When booting up, the LED on the drive lights up and the door can be open and closed, but neither my BIOS or Windows can see the drive. I've tried switching to alternate SATA ports on the motherboard and ensured that the drive is set to master (it is on separate ribbon from my original drive,) but nothing seems to work.
Not to sure what else to try. Any ideas?
Sounds to me like the IDE to SATA adaptor isn't working.
On an unrelated note regarding aquatic mammals, I heard they enjoy frolicking with ordinary SATA CDROM drives, an ISO mounting application, and this assembler language ISO ripper. I didn't have my echolocation to English dictionary though so I may have mistaken clicks for squeals.
(I read this again and it's kinda cryptic.. what I'm saying is that you should be able to rip your disks with an ordinary DVD drive if you use the right ripping software)
Last edited by djbriandamage; 28-06-2012 at 04:32 PM.
Just gave that a try, but my original drive still does not detect the disc.

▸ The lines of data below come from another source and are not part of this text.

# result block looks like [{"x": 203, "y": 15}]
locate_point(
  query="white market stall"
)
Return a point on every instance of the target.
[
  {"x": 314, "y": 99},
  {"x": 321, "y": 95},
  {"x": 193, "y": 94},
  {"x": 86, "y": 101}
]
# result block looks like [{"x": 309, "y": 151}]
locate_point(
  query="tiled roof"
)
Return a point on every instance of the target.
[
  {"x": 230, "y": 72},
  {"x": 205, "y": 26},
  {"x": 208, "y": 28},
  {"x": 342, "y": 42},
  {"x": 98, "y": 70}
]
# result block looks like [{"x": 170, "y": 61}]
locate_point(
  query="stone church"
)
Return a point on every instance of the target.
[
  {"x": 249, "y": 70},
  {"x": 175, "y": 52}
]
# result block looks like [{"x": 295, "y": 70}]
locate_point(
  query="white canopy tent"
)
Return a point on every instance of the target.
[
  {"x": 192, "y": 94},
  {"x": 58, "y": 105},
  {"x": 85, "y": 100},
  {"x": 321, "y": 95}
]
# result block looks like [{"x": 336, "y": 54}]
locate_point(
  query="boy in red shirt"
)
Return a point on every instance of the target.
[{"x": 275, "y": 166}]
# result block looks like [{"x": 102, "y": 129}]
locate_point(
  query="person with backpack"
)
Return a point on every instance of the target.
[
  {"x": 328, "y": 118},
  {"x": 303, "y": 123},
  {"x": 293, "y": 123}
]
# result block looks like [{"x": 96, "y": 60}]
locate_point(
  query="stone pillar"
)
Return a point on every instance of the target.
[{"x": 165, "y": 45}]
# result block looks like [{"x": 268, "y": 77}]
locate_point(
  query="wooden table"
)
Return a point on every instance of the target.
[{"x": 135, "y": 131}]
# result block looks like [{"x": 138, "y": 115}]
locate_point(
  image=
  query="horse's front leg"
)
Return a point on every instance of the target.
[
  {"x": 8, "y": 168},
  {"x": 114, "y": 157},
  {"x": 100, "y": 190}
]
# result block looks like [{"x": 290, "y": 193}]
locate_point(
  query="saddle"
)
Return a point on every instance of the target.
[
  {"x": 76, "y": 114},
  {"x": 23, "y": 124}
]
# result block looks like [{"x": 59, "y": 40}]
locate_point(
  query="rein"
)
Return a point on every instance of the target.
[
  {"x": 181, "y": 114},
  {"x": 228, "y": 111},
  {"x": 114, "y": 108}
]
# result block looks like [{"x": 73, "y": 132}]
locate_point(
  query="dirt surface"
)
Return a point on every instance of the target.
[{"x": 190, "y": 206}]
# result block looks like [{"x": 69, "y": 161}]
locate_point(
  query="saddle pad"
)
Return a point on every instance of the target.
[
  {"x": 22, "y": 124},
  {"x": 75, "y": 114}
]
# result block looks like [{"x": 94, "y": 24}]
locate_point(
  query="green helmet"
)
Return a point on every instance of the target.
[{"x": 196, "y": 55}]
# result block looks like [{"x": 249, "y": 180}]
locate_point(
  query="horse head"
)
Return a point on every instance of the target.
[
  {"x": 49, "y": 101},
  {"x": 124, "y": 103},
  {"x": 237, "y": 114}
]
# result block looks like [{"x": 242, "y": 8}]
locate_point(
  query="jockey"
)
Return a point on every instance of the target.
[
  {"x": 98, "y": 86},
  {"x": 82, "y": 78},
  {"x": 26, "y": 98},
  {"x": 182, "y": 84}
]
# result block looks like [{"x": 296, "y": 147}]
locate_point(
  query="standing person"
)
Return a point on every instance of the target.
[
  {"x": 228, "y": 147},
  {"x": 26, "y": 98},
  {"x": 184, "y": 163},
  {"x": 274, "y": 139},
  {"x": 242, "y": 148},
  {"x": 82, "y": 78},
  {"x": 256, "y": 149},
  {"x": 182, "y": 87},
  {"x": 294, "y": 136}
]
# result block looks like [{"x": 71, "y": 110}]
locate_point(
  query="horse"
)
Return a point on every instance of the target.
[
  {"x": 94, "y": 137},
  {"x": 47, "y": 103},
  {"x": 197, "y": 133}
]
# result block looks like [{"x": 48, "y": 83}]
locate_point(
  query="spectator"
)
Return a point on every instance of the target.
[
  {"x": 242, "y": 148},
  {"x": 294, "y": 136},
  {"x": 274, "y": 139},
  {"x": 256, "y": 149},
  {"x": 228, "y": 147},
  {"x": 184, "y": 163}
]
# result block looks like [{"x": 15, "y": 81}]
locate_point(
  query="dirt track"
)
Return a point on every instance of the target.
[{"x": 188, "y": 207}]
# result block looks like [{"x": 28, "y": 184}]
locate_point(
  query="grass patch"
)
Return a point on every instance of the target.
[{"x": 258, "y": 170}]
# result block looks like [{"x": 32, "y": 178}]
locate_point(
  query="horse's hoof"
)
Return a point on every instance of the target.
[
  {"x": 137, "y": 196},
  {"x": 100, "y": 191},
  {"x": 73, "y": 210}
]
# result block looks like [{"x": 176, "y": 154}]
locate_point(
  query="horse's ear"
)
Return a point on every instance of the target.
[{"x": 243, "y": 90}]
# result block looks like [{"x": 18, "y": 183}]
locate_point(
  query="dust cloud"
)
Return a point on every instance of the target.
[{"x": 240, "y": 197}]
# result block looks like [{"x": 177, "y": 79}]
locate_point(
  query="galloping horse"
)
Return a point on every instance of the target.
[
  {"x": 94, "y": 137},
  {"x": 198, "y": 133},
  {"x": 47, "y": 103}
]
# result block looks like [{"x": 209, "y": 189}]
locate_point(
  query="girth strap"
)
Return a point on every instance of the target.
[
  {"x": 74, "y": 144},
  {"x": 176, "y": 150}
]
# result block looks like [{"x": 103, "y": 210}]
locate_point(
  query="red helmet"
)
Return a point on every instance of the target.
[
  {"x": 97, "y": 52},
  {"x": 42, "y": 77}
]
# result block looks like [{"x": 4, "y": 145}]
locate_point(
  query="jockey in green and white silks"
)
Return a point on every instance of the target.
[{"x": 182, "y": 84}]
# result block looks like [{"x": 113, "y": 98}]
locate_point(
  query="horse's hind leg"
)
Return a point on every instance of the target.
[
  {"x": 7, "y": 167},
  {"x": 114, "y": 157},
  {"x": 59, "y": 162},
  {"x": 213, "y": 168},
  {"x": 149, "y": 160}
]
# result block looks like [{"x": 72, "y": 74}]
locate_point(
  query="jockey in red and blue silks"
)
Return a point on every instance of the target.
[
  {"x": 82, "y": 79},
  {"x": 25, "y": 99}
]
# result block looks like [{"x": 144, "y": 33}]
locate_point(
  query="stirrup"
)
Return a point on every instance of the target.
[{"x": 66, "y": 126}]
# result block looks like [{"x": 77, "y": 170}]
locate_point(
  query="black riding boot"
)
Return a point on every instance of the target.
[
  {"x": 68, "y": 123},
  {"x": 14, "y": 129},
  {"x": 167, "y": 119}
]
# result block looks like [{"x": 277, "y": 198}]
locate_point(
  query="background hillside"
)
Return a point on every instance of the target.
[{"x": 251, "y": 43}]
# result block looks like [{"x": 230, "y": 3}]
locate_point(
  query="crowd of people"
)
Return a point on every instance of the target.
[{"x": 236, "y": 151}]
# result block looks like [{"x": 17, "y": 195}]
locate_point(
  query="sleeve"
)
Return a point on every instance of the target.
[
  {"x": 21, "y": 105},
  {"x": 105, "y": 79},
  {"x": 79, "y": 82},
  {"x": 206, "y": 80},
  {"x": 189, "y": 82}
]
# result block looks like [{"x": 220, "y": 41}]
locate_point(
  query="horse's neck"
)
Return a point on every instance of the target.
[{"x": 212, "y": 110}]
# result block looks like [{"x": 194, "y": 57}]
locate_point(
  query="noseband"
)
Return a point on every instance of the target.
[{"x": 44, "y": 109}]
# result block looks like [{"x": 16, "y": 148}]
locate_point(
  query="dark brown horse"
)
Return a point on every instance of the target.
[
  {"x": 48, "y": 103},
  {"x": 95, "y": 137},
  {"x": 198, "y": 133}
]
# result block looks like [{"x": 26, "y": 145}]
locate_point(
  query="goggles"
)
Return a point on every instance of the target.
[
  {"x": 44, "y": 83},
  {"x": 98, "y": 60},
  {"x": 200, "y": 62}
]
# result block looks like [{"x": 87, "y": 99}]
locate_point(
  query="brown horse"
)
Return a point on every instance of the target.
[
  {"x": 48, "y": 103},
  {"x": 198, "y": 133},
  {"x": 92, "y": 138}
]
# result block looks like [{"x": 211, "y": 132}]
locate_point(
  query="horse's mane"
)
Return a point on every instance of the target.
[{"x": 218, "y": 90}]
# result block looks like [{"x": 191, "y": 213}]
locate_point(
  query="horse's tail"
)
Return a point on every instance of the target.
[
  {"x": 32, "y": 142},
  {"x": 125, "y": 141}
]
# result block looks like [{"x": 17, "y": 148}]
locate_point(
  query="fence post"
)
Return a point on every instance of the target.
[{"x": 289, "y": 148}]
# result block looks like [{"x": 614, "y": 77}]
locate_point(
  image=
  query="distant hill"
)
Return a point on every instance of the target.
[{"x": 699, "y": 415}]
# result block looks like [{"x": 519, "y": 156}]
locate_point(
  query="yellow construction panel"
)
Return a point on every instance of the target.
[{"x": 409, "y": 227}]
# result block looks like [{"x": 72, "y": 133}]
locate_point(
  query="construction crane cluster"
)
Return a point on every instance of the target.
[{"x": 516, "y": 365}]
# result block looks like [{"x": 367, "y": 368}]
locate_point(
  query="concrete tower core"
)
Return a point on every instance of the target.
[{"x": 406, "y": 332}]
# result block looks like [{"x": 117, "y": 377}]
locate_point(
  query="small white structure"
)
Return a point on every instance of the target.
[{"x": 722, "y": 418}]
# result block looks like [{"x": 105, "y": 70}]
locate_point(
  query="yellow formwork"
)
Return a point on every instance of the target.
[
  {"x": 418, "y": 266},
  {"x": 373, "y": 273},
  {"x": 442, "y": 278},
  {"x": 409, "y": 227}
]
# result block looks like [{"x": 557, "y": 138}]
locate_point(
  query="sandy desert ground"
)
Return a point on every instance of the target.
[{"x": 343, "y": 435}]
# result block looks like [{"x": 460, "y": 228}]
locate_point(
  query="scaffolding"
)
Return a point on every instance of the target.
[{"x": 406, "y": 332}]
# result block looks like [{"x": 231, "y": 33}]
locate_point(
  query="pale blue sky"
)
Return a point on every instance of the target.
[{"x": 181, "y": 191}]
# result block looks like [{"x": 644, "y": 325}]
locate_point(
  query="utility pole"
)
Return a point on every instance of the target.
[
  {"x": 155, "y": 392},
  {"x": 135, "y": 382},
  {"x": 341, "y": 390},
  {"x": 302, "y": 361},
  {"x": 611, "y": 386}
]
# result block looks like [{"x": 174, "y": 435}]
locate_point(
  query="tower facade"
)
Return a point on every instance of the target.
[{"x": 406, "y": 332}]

I believe the format on them is not readable, unless you have a very specific drive.
A faulty IDE to SATA adaptor does seem the most likely, but it is definitely powering up, as the LED on it is lighting up. It isn't completely busted then.
It is very likely that there is a very simple setting that I've not enabled/disabled/twiddled with, that would solve the problem.
Take the jumpers off master and try jumpering it for auto instead. Has solved some similar problems for me in the past, despite having the master and slave set up correctly.
Oh, and by auto I mean cable select or CS.
Last edited by Chaz; 28-06-2012 at 07:57 PM.
Power and data are entirely separate cables. It's very common for one to work and the other to be the problem.
Originally Posted by Vandelay
<engaging cryptic cryptometers>
If you own legitimate copies of these disks and all you're trying to do is make them playable or rip them to disk images you could always just hmmmhmmhrmblmumblecough
That'd certainly be the path of least resistance here. If only hrmhemdo made products that worked natively on PC I'd own a sky-high stack of their plastic disks.
aherrm hem cough pardon me, a little phlegmy today y'see.
This!! I completely forgot about this bit of excellent advice. When I used to dabble with Linux this oft-forgotten hardware jumper was once the answer to my frantic tinkerings. Flip the jumper to Cable Select ("CS") and if the drive doesn't work right away try plugging it into another port.
Originally Posted by Chaz
Althooooough I think with SATA every port is master, not slave, so if it doesn't work on the first port you try maybe this isn't the solution at all.
Last edited by djbriandamage; 29-06-2012 at 02:06 PM.
Well, I think I discovered the problem and it is all past me's stupid fault. I'm on a Sandy Bridge computer, bought when these were brand new. If you recall, the early mobos of these machines suffered from SATA issues in the slow ports. The tiny proportion and long time frame on faulty devices made me think "Screw it! It'll be fine!" It ain't fine.
Switching ports with my original drive makes the IDE one work fine, whilst my original drive is no longer detected.
On the positive side, I now have an ISO of Goldenfin. Or something like that ;).
Good job nailing down the issue. That's a pretty tricky, specific one. I'm glad things are now going swimmingly.